1) Prototypes with constructors using the "new" keyword (ES3+):

    
    
        function Foo (name) {
          this.name = name;
        }
        Foo.prototype.hello = function () {
          return `Hello ${this.name}!`;
        };
        let foo = new Foo("world");
        console.log(foo.hello()); // Hello world!
    

2) Plain prototypes with Object.create (ES5+):

    
    
        let bar = {
          name: 'world',
          hello: function () {
            return `Hello ${this.name}!`;
          }
        };
        let baz = Object.create(bar);
        baz.name = 'Wisconsin';
        console.log(bar.hello()); // Hello world!
        console.log(baz.hello()); // Hello Wisconsin!
    

3) Classes (ES2015+):

    
    
        class Qux {
          constructor (name) {
            this.name = name;
          }
          hello () {
            return `Hello ${this.name}!`;
          }
        }
        let qux = new Qux("world");
        console.log(qux.hello()); // Hello world!
    

Note how all three examples do (roughly) the same thing but in slightly
different ways.

Inheritance in #1 is a bit awkward (which is why before ES2015 there were
myriads of different inheritance libraries).

In #2 it's fairly straightforward but type checks are unintuitive because
there really aren't any types involved (instanceof requires a constructor).

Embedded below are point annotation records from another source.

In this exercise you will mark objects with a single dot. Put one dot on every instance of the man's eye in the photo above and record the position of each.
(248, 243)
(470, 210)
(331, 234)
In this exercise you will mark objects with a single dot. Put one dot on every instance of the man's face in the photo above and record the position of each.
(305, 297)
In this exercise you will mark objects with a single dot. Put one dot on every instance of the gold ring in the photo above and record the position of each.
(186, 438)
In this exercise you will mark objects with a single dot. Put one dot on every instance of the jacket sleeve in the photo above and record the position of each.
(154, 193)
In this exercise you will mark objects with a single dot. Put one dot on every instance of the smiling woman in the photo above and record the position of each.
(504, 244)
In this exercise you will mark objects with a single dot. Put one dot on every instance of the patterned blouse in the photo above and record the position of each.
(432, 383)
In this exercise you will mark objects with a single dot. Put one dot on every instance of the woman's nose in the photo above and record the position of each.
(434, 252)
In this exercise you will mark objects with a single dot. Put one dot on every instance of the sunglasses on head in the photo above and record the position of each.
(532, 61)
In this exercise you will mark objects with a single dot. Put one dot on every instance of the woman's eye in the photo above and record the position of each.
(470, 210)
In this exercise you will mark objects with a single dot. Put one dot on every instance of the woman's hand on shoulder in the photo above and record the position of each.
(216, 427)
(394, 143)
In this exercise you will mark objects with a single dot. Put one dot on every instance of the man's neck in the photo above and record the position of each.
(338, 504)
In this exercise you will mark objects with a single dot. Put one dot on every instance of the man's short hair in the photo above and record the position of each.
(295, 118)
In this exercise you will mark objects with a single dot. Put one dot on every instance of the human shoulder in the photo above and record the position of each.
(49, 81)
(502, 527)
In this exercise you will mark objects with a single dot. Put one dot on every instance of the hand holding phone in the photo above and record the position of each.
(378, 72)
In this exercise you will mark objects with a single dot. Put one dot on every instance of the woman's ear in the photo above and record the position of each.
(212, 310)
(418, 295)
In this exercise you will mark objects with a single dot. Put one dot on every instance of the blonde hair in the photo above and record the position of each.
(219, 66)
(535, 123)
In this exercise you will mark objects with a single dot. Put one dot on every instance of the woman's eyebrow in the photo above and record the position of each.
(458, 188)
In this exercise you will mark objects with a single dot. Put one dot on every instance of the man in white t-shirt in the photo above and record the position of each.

In #3 both inheritance and type checks are fairly straightforward but it also
uses more abstractions, which can make it more difficult to understand
conceptually (especially when coming from a language like Java or C# which is
syntactically similar).

IMO #1 is the worst of both worlds because the behaviour of the "new" keyword
and the special "prototype" property are difficult to understand and the
constructor looks like a regular function but expects to be called in a
special way (using the "new" keyword) and will break in unexpected ways if
called as a normal function:

> TypeError: Cannot set property 'name' of undefined

(or worse: outside strict mode it might not fail and actually try to write to
the global scope -- so remember to always "use strict")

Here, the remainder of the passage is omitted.